A few minutes later Amelia decided that she was going to head over to her parent's house and warn them. I stayed in that same spot for hours. My thoughts were in shambles. I had no clue what to do. All I knew was that I needed to do whatever I had to , to keep Beth safe. The only problem was I didn't know if that was even possible.

I was so deep into my thoughts I didn't notice Beth coming over until she spoke. "Play?" She asked me. I smiled and moved a piece of her hair out of her face. "Sure." I said grabbing her hand as she lead me to her spot on the carpet where she had been playing.

January 2nd, 2012 

Eleanor's POV Paris, France

I sighed wiping the tears off my face. I would do anything to go back to the days when Beth and I would just sit around and play, before the Nazis turned everyone against my people. Although I miss my daughter terribly I wouldn't take back my decision for anything, because if I had. Everything would have turned out entirely different.
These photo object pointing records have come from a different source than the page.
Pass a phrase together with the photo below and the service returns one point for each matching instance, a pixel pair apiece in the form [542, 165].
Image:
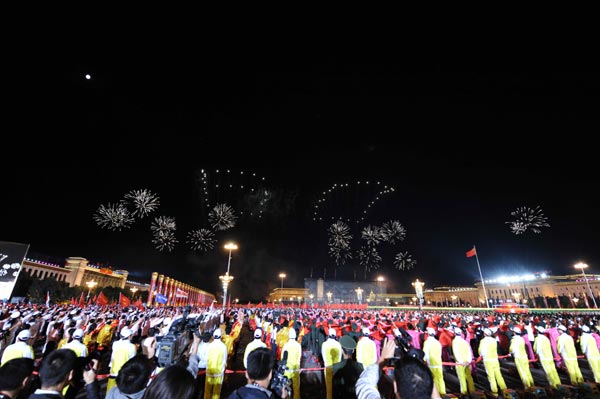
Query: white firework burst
[222, 217]
[163, 232]
[164, 240]
[339, 234]
[404, 261]
[201, 240]
[143, 201]
[528, 218]
[517, 227]
[372, 235]
[113, 217]
[369, 258]
[393, 231]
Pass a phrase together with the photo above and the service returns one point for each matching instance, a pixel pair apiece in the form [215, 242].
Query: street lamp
[380, 281]
[582, 266]
[359, 292]
[91, 284]
[226, 279]
[281, 276]
[419, 291]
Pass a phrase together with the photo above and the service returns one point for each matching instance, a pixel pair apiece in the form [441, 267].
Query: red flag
[124, 301]
[102, 300]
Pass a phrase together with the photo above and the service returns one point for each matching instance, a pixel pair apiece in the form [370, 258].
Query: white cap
[79, 333]
[24, 335]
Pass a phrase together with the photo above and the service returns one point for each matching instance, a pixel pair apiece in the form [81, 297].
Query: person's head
[260, 365]
[134, 375]
[413, 379]
[15, 373]
[173, 382]
[57, 368]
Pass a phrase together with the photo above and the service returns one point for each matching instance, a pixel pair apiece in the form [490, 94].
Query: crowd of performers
[341, 343]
The weeks after Amelia's visit I pondered all my options, yet could never come to a conclusion. All my them were extremely selfish of me and to this day I am still ashamed of the manner in which I was thinking . But after careful consideration I realized that it didn't matter if having Beth with me would make such a horrific camp more bearable for me, I couldn't put Beth through that. Then I was able to make a decision that could have very well saved not only Beth's life. But mine as well. I knew that to save my daughter from an unveitable death, I had no other choice than to place her in the care of a close friend who I knew would not be taken away by the Gestapo.